Fun Stuff

AutoTrader Find of the Week: 2015 Porsche 918 Spyder is the Rarest of Rare

Everybody has a dream car–a car in which, if you save your pennies, everything goes right, and you can find one in good shape, you’ll fulfill a lifelong desire for a mechanical avatar.

For many of us, a Porsche 911 fits the bill. But perhaps your ambitions are even loftier and you yearn for the ultimate, most exclusive 911 – a GT3 RS with its super-limited availability and extreme performance capabilities. It may be a few hundred thousand dollars out the door, but maybe … one day, right? I mean, this is a dream car after all. What’s wrong with dreaming big?

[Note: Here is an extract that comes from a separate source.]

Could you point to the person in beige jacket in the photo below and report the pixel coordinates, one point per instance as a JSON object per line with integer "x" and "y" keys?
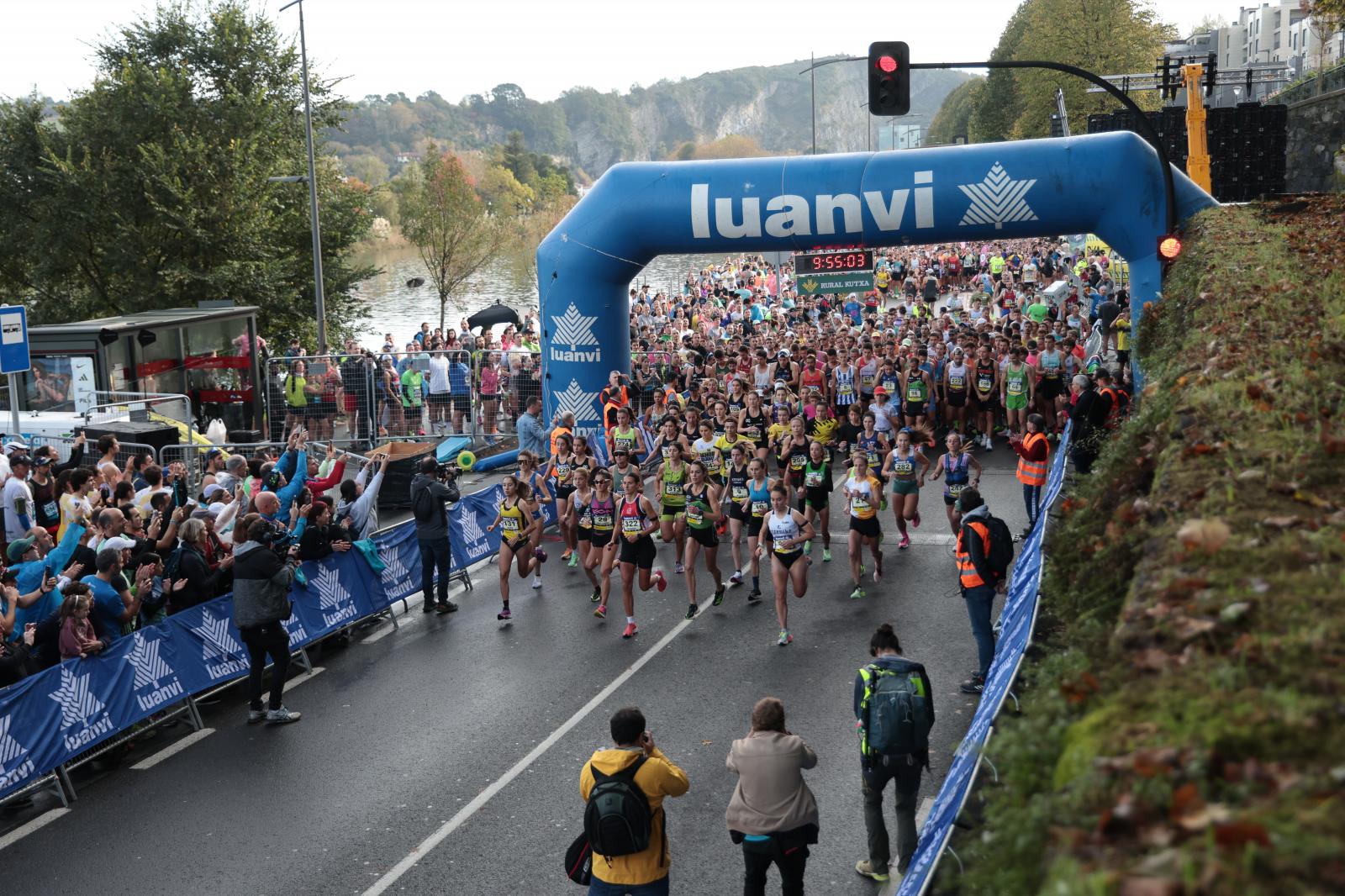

The Porsche 918 Spyder is not a dream car. It is beyond “dreaming big.” It is pure unobtainium bordering on ridiculous fantasy. It’s a fever dream car.

Some context. The starting price of that ultimate dream 911 GT3 RS is about $300,000.

We know. “Wow,” right? That is a clown shoes bonkers amount of money to spend on a car. Any car.

The asking price of a Porsche 918 Spyder, available right now on AutoTrader through Porsche Centre London is over 10 times the sticker price on a new GT3 RS.

It costs $3.7 million CAD, plus taxes and licensing. That’s what it takes to put the most expensive, exotic, technologically advanced car Porsche has ever made into your (I’m assuming climate-controlled) garage.

It offers 887 horsepower delivered through a plug-in hybrid powertrain with a mid-mounted V8 aided by two electric motors, one for each axle. It accelerates to 100 km/h in under 2.5 seconds, and it's the first-ever road-legal production car to lap the Nürburgring in less than seven minutes.

But perhaps the only number that really matters is that Porsche only ever produced 918 examples of the 918 Spyder. And since we don’t know exactly how many billionaires smashed theirs into trees or drove them into a river, it’s unclear just how many are left.

However, MOT data from the U.K. might give us an indication. We know that there were 46 examples registered in the U.K. in 2015. But as of 2023, there are only 27 left. Sure, some might have simply left the country. But this hypercar will only continue to become more rare as time passes.

Then there’s this particular example. It’s chassis #652 of the 918 cars built. But it also boasts the desirable Weissach Package, a weight reduction option that enabled the blistering Nürburgring time. Only 356 Spyders left the factory with that option. But the rarest option? The Martini Racing wrap. Only 40 cars left the factory in this iconic livery.

Originally purchased in Tennessee, this 918 Spyder eventually made its way to a private collector in Carlsbad, Calif., just north of San Diego. Though, until 2022, the 918 was consistently registered in Montana, an infamous trick of exotic car owners to dodge sales tax.

Unfortunately, Porsche Centre London won’t tell us who “the collector” from Carlsbad is.

We tried to figure out who the original owner was, but that county is so chock full of stupidly rich people that it could literally be anybody from Bill Murray to Bill Gates … who, come to think of it, does have an infamous affinity for Porsche and a storied history with its hypercars …

It can’t be Joe Walsh, right? He’s supposed to be more of a Maserati guy …

Amazingly, Porsche Centre London has moved multiple 918 Spyders over the years.

“Yes, the 918 is rare, but there have been some extremely rare pieces seen here at the store,” Steve Rempel, General Manager of Porsche Centre London told AutoTrader. “With such a small dealer network in Canada, we get some unique opportunities to showcase some of the cars that have put Porsche at the top.”

Good news, then. If you’re just a few dollars shy of that $3.7 million price tag, you may yet get another crack in the future.

But if you do plan on buying this one, Rempel and the Porsche team say they’ll give you the white glove treatment. If you need to fly in, for example, they’ll pay for your transportation to pick up the car (wouldn’t it be hilarious if they stuck you in economy?).

Apparently, there are also some other surprise-and-delights planned for whoever is prepared to drop almost $4 million CAD in London, Ont. However, Rempel says they’ll be “kept a secret until a buyer comes forward.”

Personally, we think a nice cheese plate might be in order.